Un événement historique vient de se produire en Asie centrale. Le président kirghiz Sadyr Japarov a officiellement lancé les travaux de construction du chemin de fer Chine-Kirghizstan-Ouzbékistan, saluant l’avènement d’une « nouvelle ère » pour le transport régional. Ce projet ambitieux, en discussion depuis deux décennies, est appelé à transformer en profondeur les dynamiques géoéconomiques et géopolitiques de la région.
Un tracé stratégique à travers les montagnes d’Asie centrale
Long de près de 523 km au total selon les autorités kirghizes, le futur chemin de fer reliera Kachgar dans la région chinoise du Xinjiang à Andijan en Ouzbékistan, via Djalal-Abad au Kirghizistan. Il traversera des zones montagneuses très accidentées et des terrains gelés en permanence, nécessitant la construction de 27 tunnels et 46 ponts rien qu’au Kirghizistan.
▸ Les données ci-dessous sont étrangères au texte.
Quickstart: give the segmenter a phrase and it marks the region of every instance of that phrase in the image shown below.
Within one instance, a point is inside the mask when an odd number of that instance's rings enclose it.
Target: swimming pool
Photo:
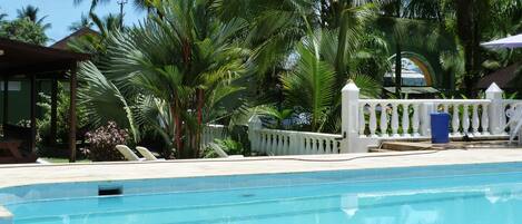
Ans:
[[[522,163],[43,184],[0,204],[14,224],[521,223]]]

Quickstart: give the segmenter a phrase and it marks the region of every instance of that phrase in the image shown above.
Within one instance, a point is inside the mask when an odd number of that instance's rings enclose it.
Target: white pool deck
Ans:
[[[45,183],[522,162],[520,149],[426,150],[72,165],[0,165],[0,188]],[[1,213],[1,211],[0,211]]]

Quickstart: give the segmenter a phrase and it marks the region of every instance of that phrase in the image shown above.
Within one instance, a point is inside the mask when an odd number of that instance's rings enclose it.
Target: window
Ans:
[[[9,81],[8,82],[8,90],[9,91],[20,91],[22,88],[22,84],[20,81]],[[3,91],[3,81],[0,81],[0,90]]]

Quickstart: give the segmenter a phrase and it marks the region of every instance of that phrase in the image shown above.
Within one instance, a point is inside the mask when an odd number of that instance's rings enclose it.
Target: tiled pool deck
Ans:
[[[502,164],[499,163],[510,163]],[[139,194],[140,192],[170,192],[197,191],[207,188],[229,188],[236,185],[248,187],[264,185],[287,185],[293,182],[314,183],[315,181],[329,179],[331,182],[349,178],[387,178],[387,175],[396,175],[404,171],[378,169],[415,166],[436,165],[467,165],[484,164],[479,172],[501,172],[500,169],[516,169],[522,167],[522,148],[520,149],[473,149],[473,150],[426,150],[407,153],[381,153],[381,154],[346,154],[346,155],[311,155],[311,156],[280,156],[280,157],[254,157],[237,159],[198,159],[198,160],[169,160],[151,163],[97,163],[72,165],[0,165],[0,194],[2,202],[23,202],[30,199],[92,196],[104,184],[124,184],[126,194]],[[490,165],[491,164],[491,165]],[[420,167],[403,175],[447,175],[460,171],[455,166]],[[375,169],[377,168],[377,169]],[[353,169],[351,173],[328,172]],[[358,171],[357,171],[358,169]],[[302,176],[302,172],[326,172],[317,177]],[[394,173],[395,172],[395,173]],[[427,173],[426,173],[427,172]],[[293,181],[277,175],[237,176],[248,174],[278,174],[294,175]],[[459,173],[459,172],[456,172]],[[297,178],[295,178],[297,175]],[[213,178],[197,178],[203,176],[216,176]],[[176,178],[196,177],[196,178]],[[155,178],[155,182],[144,179]],[[176,178],[176,179],[173,179]],[[137,179],[137,181],[131,181]],[[141,181],[139,181],[141,179]],[[162,179],[162,181],[158,181]],[[114,182],[131,181],[131,182]],[[171,183],[170,183],[171,182]],[[290,183],[288,183],[290,182]],[[55,184],[62,183],[62,184]],[[67,184],[69,183],[69,184]],[[99,185],[101,183],[101,185]],[[159,183],[159,184],[158,184]],[[189,184],[188,184],[189,183]],[[230,184],[232,183],[232,184]],[[23,185],[36,185],[18,187]],[[150,185],[150,186],[149,186]],[[7,187],[7,188],[6,188]],[[161,188],[162,187],[162,188]],[[57,191],[52,191],[56,188]],[[67,191],[63,191],[67,188]],[[164,189],[165,188],[165,189]],[[12,215],[0,206],[0,224],[11,224]]]
[[[120,162],[73,165],[0,165],[0,188],[47,183],[275,174],[504,162],[522,162],[522,149],[309,155],[152,163]]]

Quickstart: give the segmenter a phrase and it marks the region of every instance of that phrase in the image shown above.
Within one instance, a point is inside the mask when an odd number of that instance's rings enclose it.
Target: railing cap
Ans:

Des enjeux de connectivité régionale et au-delà
Au-delà de la prouesse technique, ce projet revêt une importance stratégique majeure. Comme l’a souligné le président Japarov, cette ligne « pourra assurer la livraison des marchandises en provenance de la Chine au Kirghizstan et plus loin en Asie centrale, vers le Proche-Orient, la Turquie et même vers l’Union européenne ». Elle s’inscrit dans le cadre des « Nouvelles routes de la soie », le méga-projet d’infrastructures chinois visant à désenclaver l’Asie centrale.
L’emprise croissante de la Chine en Asie centrale
Ce projet illustre aussi le rôle de plus en plus incontournable que joue la Chine dans la région, au détriment de la Russie, puissance tutélaire historique. Pékin accroît son emprise sur les économies centrasiatiques à travers le financement d’infrastructures stratégiques comme ce chemin de fer. Un basculement géopolitique et géoéconomique est en cours.
Un chantier titanesque qui soulève des interrogations
Si l’importance de ce chemin de fer ne fait aucun doute, sa réalisation soulève néanmoins des questions. Le coût pharaonique du projet, qui pourrait atteindre 8 milliards de dollars selon Bichkek, suscite des inquiétudes quant à l’endettement et la dépendance qu’il pourrait générer pour les pays concernés vis-à-vis de la Chine. Les défis techniques et environnementaux s’annoncent également colossaux.
Malgré ces interrogations, une chose est sûre : le lancement des travaux marque une étape décisive. Il concrétise la volonté des États impliqués d’aller de l’avant et de renforcer l’intégration régionale sous leadership chinois. Les équilibres géopolitiques et les échanges économiques en Asie centrale et au-delà pourraient s’en trouver durablement transformés dans les années à venir.